What classifies big data?

Big data is commonly defined by the 3 Vs = volume, velocity, and variety. The fourth V - veracity - has been added as a defining criterion later.

  • Volume. Big data has to be BIG. A large amount of data translates to the need for scalability of both - storage and processing.
  • Velocity. Data generation, collection, or processing of big data need to be fast - sometimes in (near) real-time. The author uses a great example of self-driving cars to illustrate this in the book. First, information from the sensors needs to be collected - someone is crossing the street. Then, it needs to be processed - the car should stop and let them cross. And finally, an action has to be taken as an outcome of the processing - car stopping. These three processes have to happen as quickly as possible.
  • Variety. Big data comes from different sources, in different formats, structures, and sizes. With graphs, this heterogeneous data can then be connected in one place. Thus creating a single source of truth for your organisation.
  • Veracity. Quality and trustworthiness of the data. Naturally, you need quality data to e.g., provide quality recommendations. This means you need to have quality data sources, but you also need to clean the data before processing.

4 Vs of big data

Graph databases are good for dealing with big data

Graph databases consist of nodes (entities) connected by edges (relationships). Thus they can represent basically anything - one’s social network, roads, cities… Graphs are very intuitive because the schema they use mirrors the real world. The entities and relationships in these databases are equally important. Thus, graphs are useful when the connections among the data are essential. As we already learned, graph databases also allow you to use machine learning models optimally. Graphs are a perfect fit for dealing with big data because they help with:

Collection. Graphs can collect data from multiple data sources and create a single source of truth. Thus connecting your data silos (dispersed, independent data sources).

Storing. Data from different sources likely have other structures, sizes, and formats.
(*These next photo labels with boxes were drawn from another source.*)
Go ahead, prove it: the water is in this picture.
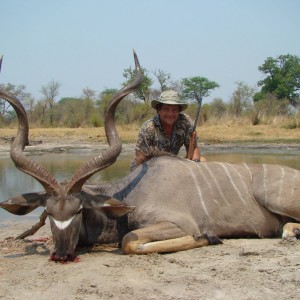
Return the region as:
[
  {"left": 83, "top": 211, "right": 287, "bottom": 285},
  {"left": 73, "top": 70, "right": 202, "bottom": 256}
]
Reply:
[{"left": 0, "top": 149, "right": 300, "bottom": 225}]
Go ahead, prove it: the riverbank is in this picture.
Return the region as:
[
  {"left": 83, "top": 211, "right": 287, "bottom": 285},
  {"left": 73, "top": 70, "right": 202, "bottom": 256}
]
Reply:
[{"left": 0, "top": 125, "right": 300, "bottom": 300}]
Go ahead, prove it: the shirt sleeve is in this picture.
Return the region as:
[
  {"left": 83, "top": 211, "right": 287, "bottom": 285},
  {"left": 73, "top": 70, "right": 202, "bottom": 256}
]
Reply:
[
  {"left": 183, "top": 114, "right": 197, "bottom": 150},
  {"left": 135, "top": 120, "right": 155, "bottom": 155}
]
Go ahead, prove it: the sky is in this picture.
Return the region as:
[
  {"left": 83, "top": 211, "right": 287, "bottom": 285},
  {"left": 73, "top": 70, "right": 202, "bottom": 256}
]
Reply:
[{"left": 0, "top": 0, "right": 300, "bottom": 103}]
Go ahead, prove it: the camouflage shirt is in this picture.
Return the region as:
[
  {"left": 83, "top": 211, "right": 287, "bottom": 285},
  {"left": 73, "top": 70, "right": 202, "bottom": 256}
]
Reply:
[{"left": 135, "top": 113, "right": 193, "bottom": 155}]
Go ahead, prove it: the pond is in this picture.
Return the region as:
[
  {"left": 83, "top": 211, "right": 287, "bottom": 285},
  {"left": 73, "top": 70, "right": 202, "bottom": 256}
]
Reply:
[{"left": 0, "top": 148, "right": 300, "bottom": 226}]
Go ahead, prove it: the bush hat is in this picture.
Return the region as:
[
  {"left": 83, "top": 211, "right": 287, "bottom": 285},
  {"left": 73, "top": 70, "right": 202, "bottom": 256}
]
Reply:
[{"left": 151, "top": 91, "right": 188, "bottom": 110}]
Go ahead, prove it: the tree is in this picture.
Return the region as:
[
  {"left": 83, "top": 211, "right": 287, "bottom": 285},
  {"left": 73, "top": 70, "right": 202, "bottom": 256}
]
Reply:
[
  {"left": 0, "top": 83, "right": 34, "bottom": 122},
  {"left": 254, "top": 54, "right": 300, "bottom": 106},
  {"left": 41, "top": 80, "right": 61, "bottom": 125},
  {"left": 153, "top": 69, "right": 171, "bottom": 92},
  {"left": 123, "top": 66, "right": 153, "bottom": 102},
  {"left": 82, "top": 88, "right": 96, "bottom": 123},
  {"left": 229, "top": 81, "right": 255, "bottom": 117},
  {"left": 181, "top": 76, "right": 219, "bottom": 102}
]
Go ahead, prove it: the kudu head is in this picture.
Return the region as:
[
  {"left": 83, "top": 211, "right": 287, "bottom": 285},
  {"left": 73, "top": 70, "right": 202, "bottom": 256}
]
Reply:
[{"left": 0, "top": 52, "right": 143, "bottom": 261}]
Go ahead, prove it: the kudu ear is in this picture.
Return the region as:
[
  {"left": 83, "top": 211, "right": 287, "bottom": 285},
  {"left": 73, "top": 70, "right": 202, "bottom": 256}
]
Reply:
[
  {"left": 0, "top": 192, "right": 48, "bottom": 216},
  {"left": 83, "top": 195, "right": 135, "bottom": 219}
]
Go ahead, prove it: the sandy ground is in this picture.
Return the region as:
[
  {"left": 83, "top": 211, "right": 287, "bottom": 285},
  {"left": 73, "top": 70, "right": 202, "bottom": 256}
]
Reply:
[
  {"left": 0, "top": 222, "right": 300, "bottom": 300},
  {"left": 0, "top": 139, "right": 300, "bottom": 300}
]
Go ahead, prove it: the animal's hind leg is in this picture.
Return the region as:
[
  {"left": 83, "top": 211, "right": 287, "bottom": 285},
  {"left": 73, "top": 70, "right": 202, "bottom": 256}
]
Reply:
[
  {"left": 282, "top": 223, "right": 300, "bottom": 241},
  {"left": 122, "top": 222, "right": 220, "bottom": 254}
]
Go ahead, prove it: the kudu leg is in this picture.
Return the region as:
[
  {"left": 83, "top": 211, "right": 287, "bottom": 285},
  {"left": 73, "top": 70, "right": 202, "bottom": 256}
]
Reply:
[
  {"left": 122, "top": 222, "right": 218, "bottom": 254},
  {"left": 282, "top": 223, "right": 300, "bottom": 241}
]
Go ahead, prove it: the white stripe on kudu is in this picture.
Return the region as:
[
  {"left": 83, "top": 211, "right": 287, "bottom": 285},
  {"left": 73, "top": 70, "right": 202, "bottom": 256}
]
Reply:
[
  {"left": 52, "top": 216, "right": 75, "bottom": 230},
  {"left": 180, "top": 161, "right": 210, "bottom": 218},
  {"left": 202, "top": 164, "right": 230, "bottom": 205},
  {"left": 218, "top": 163, "right": 246, "bottom": 204}
]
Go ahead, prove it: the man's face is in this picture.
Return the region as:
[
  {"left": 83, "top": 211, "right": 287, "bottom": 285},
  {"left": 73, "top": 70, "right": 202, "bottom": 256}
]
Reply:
[{"left": 158, "top": 104, "right": 180, "bottom": 126}]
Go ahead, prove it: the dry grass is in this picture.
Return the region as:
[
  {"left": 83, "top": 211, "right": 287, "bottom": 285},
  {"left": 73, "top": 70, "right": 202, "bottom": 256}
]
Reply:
[{"left": 0, "top": 124, "right": 300, "bottom": 144}]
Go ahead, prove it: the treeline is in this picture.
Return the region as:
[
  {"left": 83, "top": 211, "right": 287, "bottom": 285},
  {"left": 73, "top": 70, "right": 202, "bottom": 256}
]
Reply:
[{"left": 0, "top": 54, "right": 300, "bottom": 128}]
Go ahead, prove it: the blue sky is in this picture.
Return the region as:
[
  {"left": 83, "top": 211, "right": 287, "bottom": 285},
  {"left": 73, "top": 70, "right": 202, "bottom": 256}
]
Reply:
[{"left": 0, "top": 0, "right": 300, "bottom": 102}]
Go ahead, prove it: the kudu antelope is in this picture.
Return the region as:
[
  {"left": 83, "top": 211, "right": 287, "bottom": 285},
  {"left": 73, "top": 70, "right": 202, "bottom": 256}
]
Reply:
[{"left": 0, "top": 54, "right": 300, "bottom": 261}]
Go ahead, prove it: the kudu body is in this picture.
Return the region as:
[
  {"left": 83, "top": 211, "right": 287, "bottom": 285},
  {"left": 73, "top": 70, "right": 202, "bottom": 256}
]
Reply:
[{"left": 0, "top": 55, "right": 300, "bottom": 261}]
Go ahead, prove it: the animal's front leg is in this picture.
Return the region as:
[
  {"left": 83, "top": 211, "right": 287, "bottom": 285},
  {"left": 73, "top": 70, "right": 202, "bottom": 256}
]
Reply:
[
  {"left": 122, "top": 222, "right": 216, "bottom": 254},
  {"left": 282, "top": 223, "right": 300, "bottom": 241}
]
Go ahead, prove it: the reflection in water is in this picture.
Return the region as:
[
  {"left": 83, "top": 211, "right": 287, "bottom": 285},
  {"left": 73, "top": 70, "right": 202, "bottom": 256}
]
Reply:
[{"left": 0, "top": 149, "right": 300, "bottom": 223}]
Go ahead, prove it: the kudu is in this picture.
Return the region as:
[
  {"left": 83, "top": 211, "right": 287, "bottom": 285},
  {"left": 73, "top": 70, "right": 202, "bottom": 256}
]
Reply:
[{"left": 0, "top": 55, "right": 300, "bottom": 261}]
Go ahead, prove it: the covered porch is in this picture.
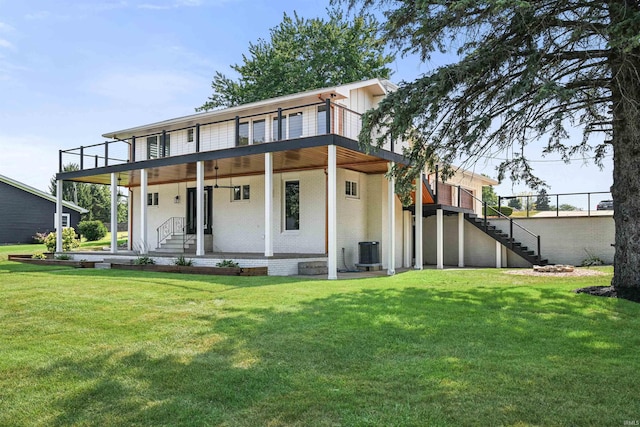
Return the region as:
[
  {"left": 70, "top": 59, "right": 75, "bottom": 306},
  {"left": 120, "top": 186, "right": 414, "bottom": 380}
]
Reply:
[{"left": 57, "top": 134, "right": 432, "bottom": 279}]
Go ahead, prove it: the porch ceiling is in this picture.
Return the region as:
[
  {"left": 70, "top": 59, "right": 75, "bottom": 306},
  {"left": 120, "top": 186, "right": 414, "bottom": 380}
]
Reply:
[{"left": 58, "top": 136, "right": 404, "bottom": 187}]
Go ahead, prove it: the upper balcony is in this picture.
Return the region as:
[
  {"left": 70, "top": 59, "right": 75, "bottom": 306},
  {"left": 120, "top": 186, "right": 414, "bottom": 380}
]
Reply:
[{"left": 59, "top": 98, "right": 399, "bottom": 176}]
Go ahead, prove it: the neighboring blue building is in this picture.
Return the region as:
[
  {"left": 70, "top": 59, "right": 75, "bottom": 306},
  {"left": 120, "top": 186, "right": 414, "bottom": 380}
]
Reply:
[{"left": 0, "top": 175, "right": 88, "bottom": 244}]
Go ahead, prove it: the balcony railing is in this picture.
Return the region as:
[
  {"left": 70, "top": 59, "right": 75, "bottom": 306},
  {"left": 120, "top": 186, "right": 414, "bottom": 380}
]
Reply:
[{"left": 59, "top": 99, "right": 362, "bottom": 172}]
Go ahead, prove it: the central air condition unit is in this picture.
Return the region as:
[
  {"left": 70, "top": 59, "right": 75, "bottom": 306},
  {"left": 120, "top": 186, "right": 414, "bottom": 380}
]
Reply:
[{"left": 358, "top": 242, "right": 380, "bottom": 265}]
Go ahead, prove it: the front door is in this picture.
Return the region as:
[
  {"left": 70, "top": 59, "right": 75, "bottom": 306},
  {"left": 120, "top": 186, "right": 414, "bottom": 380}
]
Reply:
[{"left": 187, "top": 187, "right": 213, "bottom": 234}]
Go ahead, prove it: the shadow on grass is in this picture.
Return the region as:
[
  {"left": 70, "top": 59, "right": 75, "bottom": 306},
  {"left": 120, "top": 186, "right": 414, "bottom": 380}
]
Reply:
[{"left": 31, "top": 276, "right": 640, "bottom": 426}]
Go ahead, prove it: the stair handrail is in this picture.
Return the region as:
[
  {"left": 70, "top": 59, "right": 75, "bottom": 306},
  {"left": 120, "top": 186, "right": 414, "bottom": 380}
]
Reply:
[
  {"left": 156, "top": 216, "right": 185, "bottom": 247},
  {"left": 458, "top": 186, "right": 542, "bottom": 262}
]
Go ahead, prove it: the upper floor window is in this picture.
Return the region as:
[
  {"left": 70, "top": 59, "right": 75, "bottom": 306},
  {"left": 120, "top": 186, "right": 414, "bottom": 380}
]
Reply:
[
  {"left": 289, "top": 111, "right": 302, "bottom": 139},
  {"left": 238, "top": 122, "right": 249, "bottom": 145},
  {"left": 251, "top": 120, "right": 266, "bottom": 144},
  {"left": 232, "top": 185, "right": 251, "bottom": 202},
  {"left": 344, "top": 181, "right": 360, "bottom": 199},
  {"left": 147, "top": 134, "right": 171, "bottom": 159},
  {"left": 317, "top": 105, "right": 333, "bottom": 135}
]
Thanks to their flexible schema, graphs are ideal for storing data in various formats.

Cleaning. The various kinds of data have to be merged and cleaned into a logical structure. As graphs create a single source of truth, it is easy to merge duplicate data. Thanks to the graphs’ flexible schema, which can be updated at any time, it’s easy to make sure it models the data well.
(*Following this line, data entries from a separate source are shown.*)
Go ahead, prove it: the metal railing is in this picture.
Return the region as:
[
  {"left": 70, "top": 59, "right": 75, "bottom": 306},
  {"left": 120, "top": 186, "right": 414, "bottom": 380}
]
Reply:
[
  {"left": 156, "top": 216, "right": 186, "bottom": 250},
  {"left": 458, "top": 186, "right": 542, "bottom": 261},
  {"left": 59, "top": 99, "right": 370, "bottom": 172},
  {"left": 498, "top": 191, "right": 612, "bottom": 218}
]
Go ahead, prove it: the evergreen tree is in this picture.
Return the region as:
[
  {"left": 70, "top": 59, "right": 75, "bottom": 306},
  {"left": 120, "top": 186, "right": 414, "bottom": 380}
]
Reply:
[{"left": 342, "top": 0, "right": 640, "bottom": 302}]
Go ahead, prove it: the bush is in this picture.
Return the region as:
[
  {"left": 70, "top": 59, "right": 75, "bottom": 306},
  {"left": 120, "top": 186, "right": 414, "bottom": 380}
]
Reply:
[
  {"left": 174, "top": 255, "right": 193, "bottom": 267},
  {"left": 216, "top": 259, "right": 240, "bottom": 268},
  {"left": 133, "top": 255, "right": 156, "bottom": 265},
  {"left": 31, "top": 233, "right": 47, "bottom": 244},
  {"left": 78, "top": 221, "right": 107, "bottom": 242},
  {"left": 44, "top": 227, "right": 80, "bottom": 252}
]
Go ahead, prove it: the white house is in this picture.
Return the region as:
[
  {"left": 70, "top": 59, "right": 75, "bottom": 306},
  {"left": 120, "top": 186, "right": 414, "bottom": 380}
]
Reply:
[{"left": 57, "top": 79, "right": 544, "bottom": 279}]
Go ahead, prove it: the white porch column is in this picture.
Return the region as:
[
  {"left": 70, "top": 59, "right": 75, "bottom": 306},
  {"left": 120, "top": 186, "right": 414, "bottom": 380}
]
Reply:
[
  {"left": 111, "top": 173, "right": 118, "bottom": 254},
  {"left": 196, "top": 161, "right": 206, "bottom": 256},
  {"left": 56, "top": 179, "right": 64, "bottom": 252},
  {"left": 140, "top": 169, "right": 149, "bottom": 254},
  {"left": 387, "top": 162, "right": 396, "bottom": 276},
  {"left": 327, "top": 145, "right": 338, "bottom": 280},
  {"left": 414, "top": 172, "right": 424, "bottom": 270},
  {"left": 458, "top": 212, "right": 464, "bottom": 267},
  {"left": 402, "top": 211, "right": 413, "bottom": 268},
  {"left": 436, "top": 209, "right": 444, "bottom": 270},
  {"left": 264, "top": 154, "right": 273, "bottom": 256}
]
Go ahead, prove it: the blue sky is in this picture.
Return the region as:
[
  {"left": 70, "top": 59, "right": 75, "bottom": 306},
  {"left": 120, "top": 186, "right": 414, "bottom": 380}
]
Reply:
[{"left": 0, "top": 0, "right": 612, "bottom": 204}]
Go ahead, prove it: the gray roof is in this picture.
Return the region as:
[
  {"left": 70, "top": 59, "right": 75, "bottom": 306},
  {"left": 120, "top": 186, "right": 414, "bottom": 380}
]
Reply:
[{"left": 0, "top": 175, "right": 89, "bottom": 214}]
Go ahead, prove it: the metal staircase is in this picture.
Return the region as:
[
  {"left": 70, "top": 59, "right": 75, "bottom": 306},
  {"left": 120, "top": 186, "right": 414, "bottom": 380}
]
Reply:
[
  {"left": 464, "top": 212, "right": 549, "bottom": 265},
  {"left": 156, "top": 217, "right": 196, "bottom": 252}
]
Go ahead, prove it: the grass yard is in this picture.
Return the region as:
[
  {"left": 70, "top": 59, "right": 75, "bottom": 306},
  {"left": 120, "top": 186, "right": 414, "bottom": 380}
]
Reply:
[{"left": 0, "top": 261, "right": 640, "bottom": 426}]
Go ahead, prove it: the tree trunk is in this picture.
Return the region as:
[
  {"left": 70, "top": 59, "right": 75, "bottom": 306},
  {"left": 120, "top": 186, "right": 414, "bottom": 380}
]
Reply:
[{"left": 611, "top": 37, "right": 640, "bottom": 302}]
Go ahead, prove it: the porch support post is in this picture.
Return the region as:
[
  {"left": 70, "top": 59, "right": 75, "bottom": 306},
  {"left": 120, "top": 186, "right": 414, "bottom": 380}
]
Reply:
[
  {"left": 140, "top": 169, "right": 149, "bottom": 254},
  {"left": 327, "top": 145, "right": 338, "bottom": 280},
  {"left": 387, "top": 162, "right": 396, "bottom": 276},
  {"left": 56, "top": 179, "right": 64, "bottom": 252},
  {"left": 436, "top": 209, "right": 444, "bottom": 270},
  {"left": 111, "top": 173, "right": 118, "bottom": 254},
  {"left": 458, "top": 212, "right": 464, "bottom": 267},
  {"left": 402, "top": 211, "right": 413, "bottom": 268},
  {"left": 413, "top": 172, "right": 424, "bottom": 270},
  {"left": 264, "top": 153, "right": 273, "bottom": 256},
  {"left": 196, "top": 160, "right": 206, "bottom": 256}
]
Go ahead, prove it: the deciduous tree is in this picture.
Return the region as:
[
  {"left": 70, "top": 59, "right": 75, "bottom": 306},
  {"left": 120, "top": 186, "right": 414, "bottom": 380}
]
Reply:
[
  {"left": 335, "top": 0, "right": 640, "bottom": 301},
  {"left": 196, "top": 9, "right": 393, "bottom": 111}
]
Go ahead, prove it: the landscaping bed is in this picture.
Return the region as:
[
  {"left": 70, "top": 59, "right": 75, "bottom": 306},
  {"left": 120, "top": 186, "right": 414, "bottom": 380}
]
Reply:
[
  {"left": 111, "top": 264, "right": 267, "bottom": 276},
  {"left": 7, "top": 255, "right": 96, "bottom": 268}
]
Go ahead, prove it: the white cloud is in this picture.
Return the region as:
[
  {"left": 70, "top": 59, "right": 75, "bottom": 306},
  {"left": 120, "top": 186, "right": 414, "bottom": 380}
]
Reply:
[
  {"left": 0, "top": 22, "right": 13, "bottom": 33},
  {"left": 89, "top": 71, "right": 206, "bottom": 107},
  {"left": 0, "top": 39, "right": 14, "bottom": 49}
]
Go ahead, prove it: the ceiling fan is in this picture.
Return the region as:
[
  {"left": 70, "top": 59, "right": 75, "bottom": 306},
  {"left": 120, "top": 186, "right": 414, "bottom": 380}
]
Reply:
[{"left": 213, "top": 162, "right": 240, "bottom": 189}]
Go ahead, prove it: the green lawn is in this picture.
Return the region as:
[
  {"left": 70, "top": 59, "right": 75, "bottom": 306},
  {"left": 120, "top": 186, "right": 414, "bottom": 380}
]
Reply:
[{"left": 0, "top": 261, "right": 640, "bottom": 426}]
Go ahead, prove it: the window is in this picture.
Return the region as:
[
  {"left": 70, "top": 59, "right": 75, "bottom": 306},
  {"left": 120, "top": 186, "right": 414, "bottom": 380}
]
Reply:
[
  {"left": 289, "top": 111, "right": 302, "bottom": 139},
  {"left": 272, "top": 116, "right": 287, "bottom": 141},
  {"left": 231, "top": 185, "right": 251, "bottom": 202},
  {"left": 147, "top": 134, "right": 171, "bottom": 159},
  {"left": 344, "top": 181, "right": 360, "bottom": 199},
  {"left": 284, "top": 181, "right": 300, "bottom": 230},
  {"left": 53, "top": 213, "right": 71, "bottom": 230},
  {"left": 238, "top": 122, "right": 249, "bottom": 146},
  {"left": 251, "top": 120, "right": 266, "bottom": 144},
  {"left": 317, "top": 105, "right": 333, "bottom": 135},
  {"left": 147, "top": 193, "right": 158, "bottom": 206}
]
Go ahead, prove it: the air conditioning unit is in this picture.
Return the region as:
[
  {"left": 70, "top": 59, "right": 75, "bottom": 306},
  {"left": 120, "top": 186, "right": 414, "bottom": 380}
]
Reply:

Access. Graphs allow you to access specific parts of your data without having to look through the entire database. This means you can access the relevant data faster. The fast access patterns deal with data velocity, allowing for faster data processing.

Scaling graph databases

When dealing with big data, the need to scale your database is inevitable. Graph databases, like other NoSQL databases, scale horizontally. Meaning you can distribute the workload and increase performance by adding more machines. There are several options you can take when scaling your graph database:

Application-level sharding

Classical sharding is splitting the data from one database into several machines/storages. Generally, this is not as simple with graphs because of their high interconnectivity. You could split your data into clusters and store these on different shards. However, some clusters would probably be bigger than others, resulting in unbalanced shards. Whenever you have to execute a query or an analysis that spans across multiple sub-graphs, the performance would be heavily affected. Furthermore, if your data changes often (as big data does), this gets even more complicated.

Traversal between shards

What you can do instead is use application-level sharding. This means the sharding occurs on the application side by using domain-specific knowledge. In other words, you split the data based on its kind, purpose, location it bounds to, etc.

Application-level sharding

Replication

You can also achieve scaling of your database by adding more copies of the database. These replicas then act as followers with a “read-only” access. The main benefits here are better performance, and eliminating single points of failure. Even if some replicas are down, you can access identical copies of your database.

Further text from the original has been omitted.